Although nobody had yet invented movies, let alone the formula for getting oneself killed by the supernatural, Monckton wisely chose the course of action that in this modern age we wonder why the stars of horror movies don’t prudently take.  Get out of Dodge.  Or in the case of acid-spitting aliens, “dust off and nuke them from orbit”.

Whatever Captain Monckton may have thought (and he offers no opinion or explanation) he moved to the ship for the night and slept on board. Nothing of the sort ever happened again, and a year later the house was pulled down” (Carrington, 1954, p30-32).

Now, Monckton was a naturally curious fellow, so the next day he made some inquiries from his local informants, as well as his later discussing it with his landlord.

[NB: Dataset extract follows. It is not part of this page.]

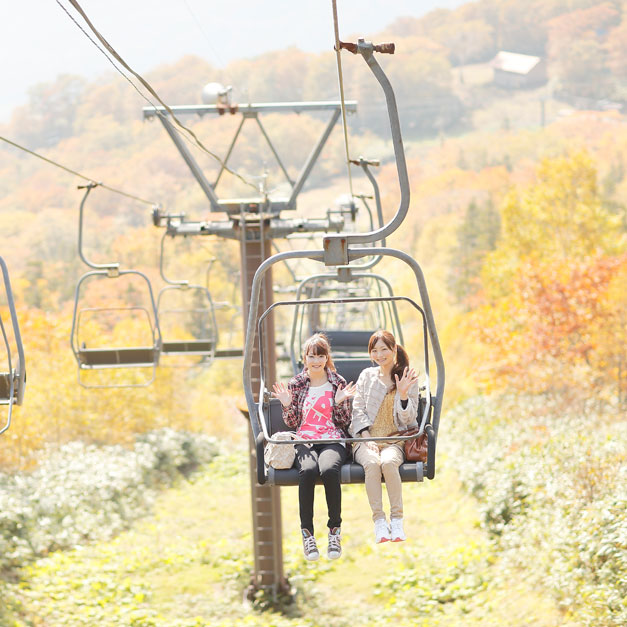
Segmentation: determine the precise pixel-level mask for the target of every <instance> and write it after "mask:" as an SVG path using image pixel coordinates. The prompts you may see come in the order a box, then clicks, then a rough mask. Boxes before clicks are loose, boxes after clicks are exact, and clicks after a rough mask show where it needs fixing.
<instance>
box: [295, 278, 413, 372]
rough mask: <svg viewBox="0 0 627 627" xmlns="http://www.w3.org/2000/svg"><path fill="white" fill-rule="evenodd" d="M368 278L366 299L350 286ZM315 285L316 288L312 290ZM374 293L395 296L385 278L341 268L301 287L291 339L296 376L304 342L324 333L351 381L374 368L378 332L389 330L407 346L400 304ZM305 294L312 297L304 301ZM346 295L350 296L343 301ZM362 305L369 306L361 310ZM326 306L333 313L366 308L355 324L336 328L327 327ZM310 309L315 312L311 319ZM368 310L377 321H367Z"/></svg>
mask: <svg viewBox="0 0 627 627" xmlns="http://www.w3.org/2000/svg"><path fill="white" fill-rule="evenodd" d="M364 279H365V280H367V283H368V285H367V287H366V289H365V290H362V291H363V292H364V296H362V297H359V296H356V295H353V294H354V292H352V291H351V288H350V286H351V285H354V284H355V283H356V282H358V281H362V280H364ZM312 285H313V289H309V288H310V286H312ZM373 291H374V296H388V297H391V296H393V290H392V286H391V285H390V283H389V281H388V280H387V279H386V278H385V277H383V276H381V275H378V274H374V273H371V272H352V269H351V268H341V269H339V270H338V271H337V272H336V273H326V274H316V275H312V276H310V277H308V278H307V279H304V280H303V281H302V282H301V283H300V284H299V286H298V288H297V291H296V302H297V304H296V306H295V307H294V315H293V321H292V334H291V337H290V358H291V362H292V370H293V373H294V374H297V373H298V372H300V371H301V370H302V368H303V362H302V355H301V347H302V345H303V343H304V341H305V340H306V338H307V337H310V336H311V335H312V334H313V333H316V332H320V331H322V332H324V333H325V335H326V336H327V338H328V339H329V342H330V344H331V350H332V351H333V360H334V362H335V365H336V368H337V371H338V372H339V373H340V374H341V375H342V376H343V377H344V378H345V379H346V380H347V381H356V380H357V377H358V376H359V373H360V372H361V371H362V370H363V369H364V368H367V367H368V366H369V365H371V364H370V357H369V356H368V340H369V338H370V336H371V335H372V333H373V332H374V331H376V330H377V329H389V330H390V331H392V333H393V334H394V336H395V337H396V338H397V339H398V342H399V343H400V344H403V331H402V327H401V324H400V320H399V316H398V311H397V307H396V301H394V300H390V299H389V298H370V296H372V295H373V294H372V292H373ZM331 293H334V294H336V298H333V299H331V298H329V297H328V296H329V295H330V294H331ZM304 294H305V295H307V294H308V297H307V298H303V295H304ZM344 294H350V296H348V297H345V298H343V296H344ZM321 295H322V296H324V295H327V298H326V299H325V298H324V297H323V298H318V297H319V296H321ZM360 305H365V307H363V308H361V307H359V306H360ZM325 306H326V307H327V308H328V309H329V310H333V309H335V310H338V309H340V310H347V309H348V310H350V309H352V308H354V307H357V308H358V309H362V315H358V316H354V317H353V318H354V319H355V321H356V323H355V325H353V324H351V325H348V324H345V322H346V321H343V320H342V321H340V322H343V323H344V324H337V323H338V320H337V318H336V319H335V320H334V321H333V322H334V323H333V326H330V325H329V324H328V322H327V323H326V324H324V323H323V321H322V319H321V317H320V315H319V311H320V308H321V307H325ZM308 310H313V312H315V313H314V315H312V316H310V317H309V319H308V316H307V313H308ZM364 310H365V311H368V312H370V313H371V314H372V315H373V316H374V317H376V320H371V321H365V320H364V315H363V311H364ZM316 314H318V315H316ZM364 322H365V324H364ZM307 323H308V324H307ZM355 326H357V328H354V327H355ZM347 327H350V328H347Z"/></svg>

The following day, I sought out Armit. “Do you know anything about spooks?” I asked; “because something of that nature has taken a fancy to Moreton’s house.” “Moreton once or twice hinted at something of the sort,” said Armit, “but he would never speak out; I will come and spend to-night with you, and we will investigate.” Armit came, but nothing out of the ordinary occurred; nor did I ever hear of it afterwards, and before a year had elapsed the house had been pulled down. When Moreton returned, I related my experience to him, and he then told me that one night, when he was sleeping in his hammock, he was awakened by footsteps, such as I have described, and upon his calling out angrily to demand who was making the racket, his hammock was violently banged against the wall. “I didn’t care to say anything about it,” he said, “as I was alone at the time, and didn’t want to be laughed at” (Monckton, 1922, p109-111).

One must appreciate the finesse and theatricality of a spirit that makes a few uncanny (and invisible) appearances and refuses to do another show.  I mean, that’s spectral class if ever I’ve heard of it.  Perhaps, the heart of mystery resides in actually paying attention, for as Henry Miller once said, “The moment one gives close attention to anything, even a blade of grass it becomes a mysterious, awesome, indescribably magnificent world in itself”.

References
Carrington, Hereward, 1880-1959. Mysterious Psychic Phenomena: Unknown Worlds of Mystery and How They Are Being Explored. Boston: Christopher Pub. House, 1954.
Monckton, C.A.W. 1872-1936. Some Experiences of a New Guinea Resident Magistrate. 5th ed. London: John Lane, 1922.